In the US tech sector, hiring the best employees requires more than just competitive base pay and free snacks. One of the more prized rewards is generous share-based remuneration. The tech stock rout is making these expensive for employers and investors.
In theory, share-based remuneration works because it keeps immediate wage costs down and motivates employees to help their employer succeed. The pay structure should align worker and investor interests. Many companies exclude the cost of stock-based pay from adjusted profit figures on the basis that it is a non-cash expense.
Tech share prices slumped during last year’s investor rotation out of growth equities. Meta’s share price is down 15 per cent over the past year. Alphabet has fallen 27 per cent. Video conferencing group Zoom is off 42 per cent. The value of employee payouts has accordingly dropped.
Companies must either hand out more equity, pay bonuses in cash or cope with some employees quitting when confronted with real-terms pay cuts.
Zoom has picked the first option. It had 19mn of unvested, restricted stock units as of October 31, up from about 5mn the previous year.
The business was a glamour stock during pandemic lockdowns. Its sales growth has since stalled. But as it ratchets up handouts, it is still registering the impact of earlier stock-based pay expenses.
Fast-growing start-ups that lure employees with offers of share awards face other pressures. Airbnb co-founder Brian Chesky was clear that employees with stock options due to expire in late 2020 pushed the company to go public in the midst of a travel sector downturn.
That was costly. In 2020, Airbnb’s stock-based remuneration expense was $2.8bn. Uber beat that when it listed a year earlier, reporting an immediate $3.6bn expense. These are not one-offs. Airbnb reported $930mn of stock-based pay expense last year.
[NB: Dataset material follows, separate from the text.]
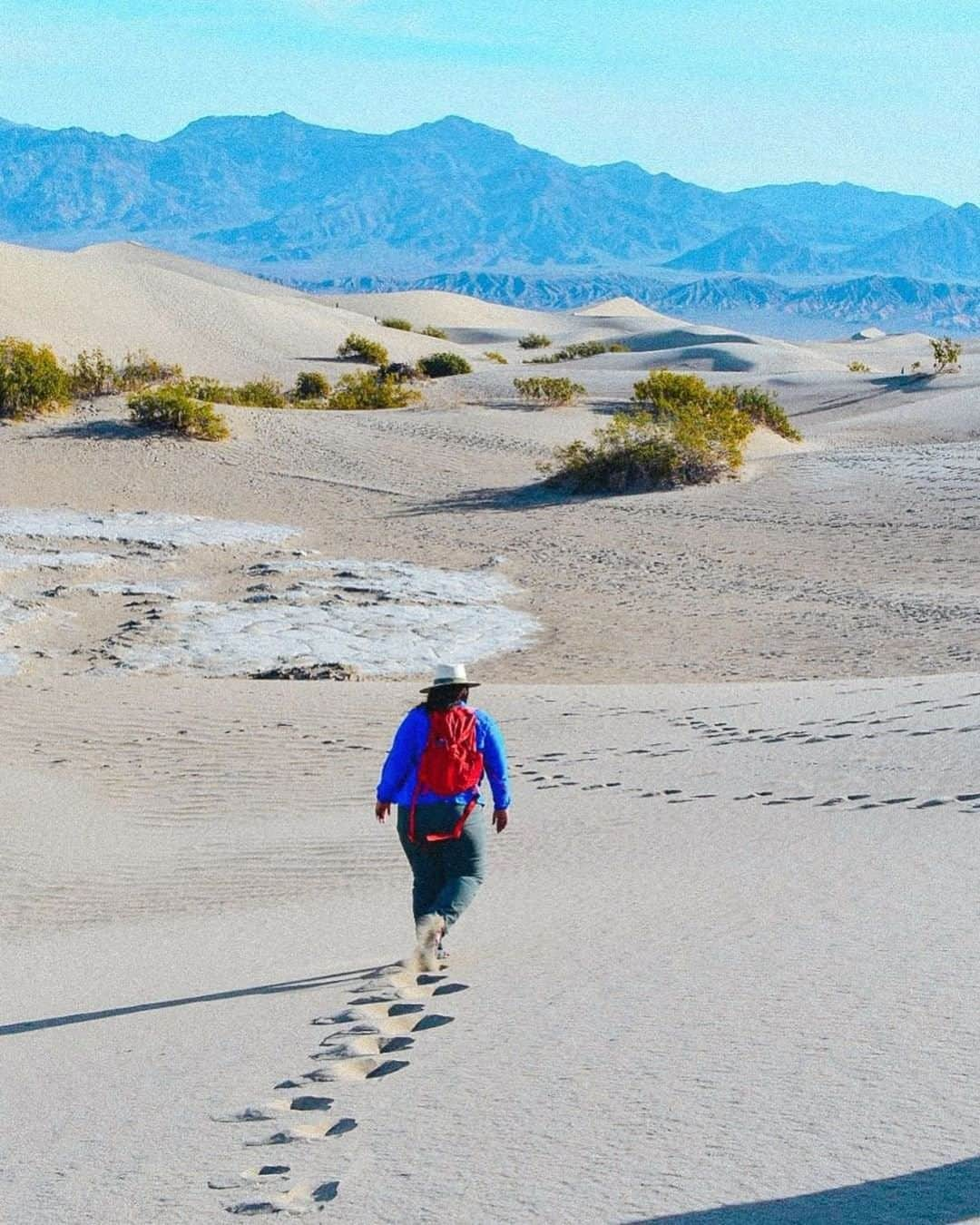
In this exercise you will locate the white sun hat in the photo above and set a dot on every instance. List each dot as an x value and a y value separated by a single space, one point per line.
450 674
Stock-based remuneration is a drag on net income and lifts the number of shares outstanding. Expect tech companies to buy back shares to counteract dilution.
Zoom spent about $1bn on buybacks in the first three quarters of 2022. Last summer, Airbnb announced plans to repurchase stock worth $2bn. So far it has spent $1.5bn. Despite the cost, the number of shares outstanding has barely moved.
Tech companies who once airily dismissed stock bonuses as a non-cash expense will increasingly take a genuine hit via cash outflows.